The monumental influence of Joe Delaney’s story shines in new tribute to Chiefs hero
In this paradoxical time of both intense pause and profound awakening, amid the paralyzing grip of the pandemic and the fervent movement for social justice, with so much sadness and yet so much new hope, clarity and firm ground might seem in short supply.
Which makes for a fine time to appreciate what has become literally a fresh foundation to a story that always will resound as an affirmation of the power of the human spirit … and a story that has particularly thought-provoking elements and examples to consider just now.
On Wednesday at Johnson Granite Supply in North Kansas City, company owner Tripp Johnson and designer Kaylee Robinson continued the intricate and meticulous process of creating a monument to former Chiefs star Joe Delaney that Johnson next week will drive to Monroe, Louisiana for installation.
Thirty-seven years after No. 37 drowned trying to save children in a pond at Chennault Park in Monroe, the memorial that was the vision of the police diver who tried to save Delaney will be dedicated on June 28 … a day before the precise anniversary.
The scene will conjure a solemn moment to mourn again and make for renewed consciousness of Delaney, his widow, Carolyn, and daughters Tamika, Crystal and Joanna and their Delaney 37 Foundation.
He will be commemorated with a 3,600-pound display enhanced by such flourishes as lasered-on images of Delaney and his family, Biblically-inspired words paralleling those on his gravesite in Haughton (“Greater love has no man than to lay down his life for another”) and the image of the Presidential Citizens Medal he was awarded posthumously.
“Maybe there are those heroes that are out there that say (to themselves) not knowing how to swim wasn’t the difference between me helping somebody or not,” Johnson said. “That kind of brings tingles to me right now.”
Also inspiring, though, is the way this cause caught on after Marvin Dearman, the diver, woke up with what he called a revelation after after the Chiefs won Super Bowl LIV.
Something about the magic of the moment for the Chiefs, the symmetry of the 37 years and the way he has stayed haunted by that day coalesced with the conviction that now was the time for this to happen.
Then the idea took root in such a deep and personal way that it overwhelmed Dearman. Well over 100 people from across the nation donated $37 apiece or more to support the effort.

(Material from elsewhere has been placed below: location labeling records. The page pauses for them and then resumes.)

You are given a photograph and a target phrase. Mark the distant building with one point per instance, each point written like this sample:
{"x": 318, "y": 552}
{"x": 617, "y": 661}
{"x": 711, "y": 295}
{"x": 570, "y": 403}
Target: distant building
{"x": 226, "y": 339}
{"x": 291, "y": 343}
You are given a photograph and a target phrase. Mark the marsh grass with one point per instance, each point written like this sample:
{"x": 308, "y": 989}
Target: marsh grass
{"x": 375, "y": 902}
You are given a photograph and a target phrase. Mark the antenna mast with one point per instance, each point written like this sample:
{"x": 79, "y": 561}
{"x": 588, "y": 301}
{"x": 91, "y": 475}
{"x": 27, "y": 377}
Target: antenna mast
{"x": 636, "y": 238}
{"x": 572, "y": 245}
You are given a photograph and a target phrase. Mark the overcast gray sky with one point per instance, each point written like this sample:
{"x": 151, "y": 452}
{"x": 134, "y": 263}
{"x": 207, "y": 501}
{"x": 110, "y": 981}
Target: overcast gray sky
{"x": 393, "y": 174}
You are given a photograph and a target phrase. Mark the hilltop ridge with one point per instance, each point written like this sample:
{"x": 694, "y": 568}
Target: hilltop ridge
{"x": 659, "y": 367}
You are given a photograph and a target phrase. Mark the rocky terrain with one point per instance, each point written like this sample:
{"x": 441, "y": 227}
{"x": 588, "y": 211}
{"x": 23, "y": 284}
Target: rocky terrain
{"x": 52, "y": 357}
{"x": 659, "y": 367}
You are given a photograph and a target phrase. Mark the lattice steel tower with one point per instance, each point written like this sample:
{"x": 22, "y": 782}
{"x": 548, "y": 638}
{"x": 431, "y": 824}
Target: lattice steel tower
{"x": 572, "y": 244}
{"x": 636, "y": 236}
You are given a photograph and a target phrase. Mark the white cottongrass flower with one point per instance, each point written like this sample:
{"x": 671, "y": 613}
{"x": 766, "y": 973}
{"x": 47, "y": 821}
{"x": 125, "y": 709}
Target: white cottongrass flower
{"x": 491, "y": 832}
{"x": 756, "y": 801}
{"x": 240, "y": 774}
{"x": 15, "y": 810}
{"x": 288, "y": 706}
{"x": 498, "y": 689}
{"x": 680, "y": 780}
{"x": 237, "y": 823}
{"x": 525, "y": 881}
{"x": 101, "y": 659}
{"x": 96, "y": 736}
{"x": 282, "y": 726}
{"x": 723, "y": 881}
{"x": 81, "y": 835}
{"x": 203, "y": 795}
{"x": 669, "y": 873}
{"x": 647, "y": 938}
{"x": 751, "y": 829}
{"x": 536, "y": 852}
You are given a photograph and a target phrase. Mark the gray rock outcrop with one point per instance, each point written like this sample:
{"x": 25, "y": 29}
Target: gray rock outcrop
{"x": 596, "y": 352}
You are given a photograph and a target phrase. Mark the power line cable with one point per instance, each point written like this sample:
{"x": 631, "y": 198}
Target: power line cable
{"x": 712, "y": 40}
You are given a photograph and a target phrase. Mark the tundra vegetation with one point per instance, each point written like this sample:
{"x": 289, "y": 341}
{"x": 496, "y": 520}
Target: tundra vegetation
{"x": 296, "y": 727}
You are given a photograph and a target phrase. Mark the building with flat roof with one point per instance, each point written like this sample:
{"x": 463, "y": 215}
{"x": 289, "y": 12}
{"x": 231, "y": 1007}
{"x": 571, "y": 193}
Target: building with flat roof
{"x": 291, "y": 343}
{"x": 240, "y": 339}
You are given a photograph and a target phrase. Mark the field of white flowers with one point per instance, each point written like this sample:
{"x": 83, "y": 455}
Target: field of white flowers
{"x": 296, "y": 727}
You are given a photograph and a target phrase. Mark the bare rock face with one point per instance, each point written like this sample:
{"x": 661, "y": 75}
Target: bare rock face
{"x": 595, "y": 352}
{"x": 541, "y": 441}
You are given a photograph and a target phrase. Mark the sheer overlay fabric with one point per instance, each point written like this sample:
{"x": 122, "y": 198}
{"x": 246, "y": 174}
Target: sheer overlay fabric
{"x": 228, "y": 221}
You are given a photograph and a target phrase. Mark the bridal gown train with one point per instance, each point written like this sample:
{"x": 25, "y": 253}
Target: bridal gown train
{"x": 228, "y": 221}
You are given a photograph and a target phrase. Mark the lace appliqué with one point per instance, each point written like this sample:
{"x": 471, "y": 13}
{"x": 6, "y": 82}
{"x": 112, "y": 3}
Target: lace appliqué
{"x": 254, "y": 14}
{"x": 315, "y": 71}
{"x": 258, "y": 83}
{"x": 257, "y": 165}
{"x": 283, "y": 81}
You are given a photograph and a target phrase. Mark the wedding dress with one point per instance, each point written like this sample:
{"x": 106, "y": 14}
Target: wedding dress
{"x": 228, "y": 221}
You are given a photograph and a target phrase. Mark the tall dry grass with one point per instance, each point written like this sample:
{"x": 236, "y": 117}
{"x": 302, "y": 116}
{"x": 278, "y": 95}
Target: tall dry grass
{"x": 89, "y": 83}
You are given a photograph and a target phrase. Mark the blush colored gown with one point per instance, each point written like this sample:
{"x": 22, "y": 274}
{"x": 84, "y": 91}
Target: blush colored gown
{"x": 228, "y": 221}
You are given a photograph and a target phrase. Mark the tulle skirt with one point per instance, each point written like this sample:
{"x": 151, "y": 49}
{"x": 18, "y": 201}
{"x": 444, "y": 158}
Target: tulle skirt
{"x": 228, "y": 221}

Many included touching letters.
Within 48 hours of The Star writing about Dearman’s wish, Johnson contact Dearman and offered to donate the monument, an enhanced design and installation.
“You know, when it’s all said and done, you want to leave it a little bit better than you found it, OK?” Johnson said Wednesday. “This is just one point of this (project), and it’s nice to participate in honoring a hero.”
He paused and added, “Where can this go?”
In the context of this particular moment in history, there also are some exemplary and underappreciated points to be made about Dearman, with whom I’ve become friends over the last few years and for whom I dearly hope there is healing to be found in this.
Dearman, who worked with the department from 1971-2002 and now manages Kilpatrick’s Serenity Gardens Cemetery, was on patrol about 7 miles away when he got the call about possible drownings that day. He arrived to chaos, with hundreds looking on and dozens nearby.
Another policeman told him three kids had gone in the murky water. One had somehow made it out, but the other two had disappeared.
He put on his scuba gear and soon emerged with one child and administered CPR until other emergency personnel took over. Then he found the other child and began giving CPR and taking off his gear … only for another policeman to approach and tell him that a man had gone in the water after them.
It was Delaney, who had handed a bystander his wallet as he hurried to the water, and whom a frantic Dearman soon pulled out of the water.
All these years later, Dearman still thinks of the drownings of the two boys and Delaney as “the experience that never ends.”
All these years later, Dearman, who is white, has remained close to the Delaney family, which knows he did all he could.
“That spoke volumes to me,” said Johnson, who has yet to meet Dearman but has come to admire him through this endeavor.
Perhaps particularly now, as matters of race in relation to police loom large in our minds.
“That’s a story within this story,” Johnson said.
Within the abiding story of Delaney being given fresh testimony now, testimony that perhaps one day we will see appropriately memorialized here in Kansas City.
And Johnson figures it’s especially timely and illuminating in this time of flux, making for a beacon of sorts.
“I want to be that person,” he said.